Dr Prescott will also tell academic and business delegates at the White Rose Bioscience Forum in York today (31 October), that whilst venture capitalists (VCs) have their eye on the potential high returns of such an emergent market, they will remain wary of investing until key broader issues such as legal, regulatory and intellectual property complexities have been resolved.
For young companies, a major hurdle is a lack of support from the pharmaceutical industry for cell-based therapeutic product development. “Traditionally, pharma have supported products coming through the biotech industry through licensing and partnering, providing support for clinical trials, financing and expertise,” says Dr Prescott. “But this is generally not the case here; they are tending to support enabling technologies and research-based reagents and tools instead.”

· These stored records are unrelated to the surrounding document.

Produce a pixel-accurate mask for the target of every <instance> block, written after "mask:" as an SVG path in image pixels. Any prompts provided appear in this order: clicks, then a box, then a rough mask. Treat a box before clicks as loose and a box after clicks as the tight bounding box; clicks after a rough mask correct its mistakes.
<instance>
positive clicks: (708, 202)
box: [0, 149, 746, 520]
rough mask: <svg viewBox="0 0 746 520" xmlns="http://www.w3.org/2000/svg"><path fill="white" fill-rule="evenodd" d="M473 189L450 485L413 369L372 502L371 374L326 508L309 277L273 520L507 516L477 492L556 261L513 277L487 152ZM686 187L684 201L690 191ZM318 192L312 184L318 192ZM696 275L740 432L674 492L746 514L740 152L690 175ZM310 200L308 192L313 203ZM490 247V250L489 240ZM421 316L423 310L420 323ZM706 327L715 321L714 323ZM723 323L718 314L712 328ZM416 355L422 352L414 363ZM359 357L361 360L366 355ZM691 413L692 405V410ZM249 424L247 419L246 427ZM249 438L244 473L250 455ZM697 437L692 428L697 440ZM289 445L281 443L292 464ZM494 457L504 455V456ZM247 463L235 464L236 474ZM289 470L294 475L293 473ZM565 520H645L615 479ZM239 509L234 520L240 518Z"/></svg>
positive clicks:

According to Dr Prescott, the reticence to support cell-based therapy development is because the end product will usually be tailored to the individual patient, with delivery within a clinical setting, administered by specialists. “This requires a very different business model from that of traditional high volume distribution of drugs routinely available to the patient,” she says.
She continues: “If that crucial support is not there from the pharma industry, young companies need to think very hard about whether they realistically have the expertise to take a product to market on their own.”
There’s not much good news in terms of funding available to young companies either, says Dr Prescott: “There’s simply less seed and early stage money to go round at the moment. Investment trends across Europe show a general decline in VC activity, and of the money invested, the majority of it is used to continue to support the more mature biotech companies. In addition, this may also impact on the ability of early stage companies to raise match funding required by many Government grant schemes.”
For VCs, patent issues are also a major cause for concern with dominating patents already granted covering methods of isolating, cultivating, differentiating and delivering stem cell lines. “Young companies need to be very careful that they have the freedom to operate, and where they need to buy-in technology, commercial licenses can cost as much as $100k, which is out of the range of most younger biotech companies, “ says Dr Prescott.
“VCs are also wary that for the embryonic stem cell-based products, the European market may remain fragmented despite the proposal for an EU-wide regulatory framework for advanced stem cell therapies published by the Commission for EU Communities. The proposal respects national confidence on the use of stem cells. This means that a product approved for launch in the UK may need work to be approved in other EU countries, which impacts on cost and time.” she explains.
“I appreciate that this is a hard message, but it’s a tough climate. The most pragmatic advice I can give to young companies is to show venture capitalists that they have anticipated, understood and determined a route forward to resolve key hurdles facing them,” she says. “This will underpin the success of UK biotech companies whose technology expertise lies in stem cell therapeutics.”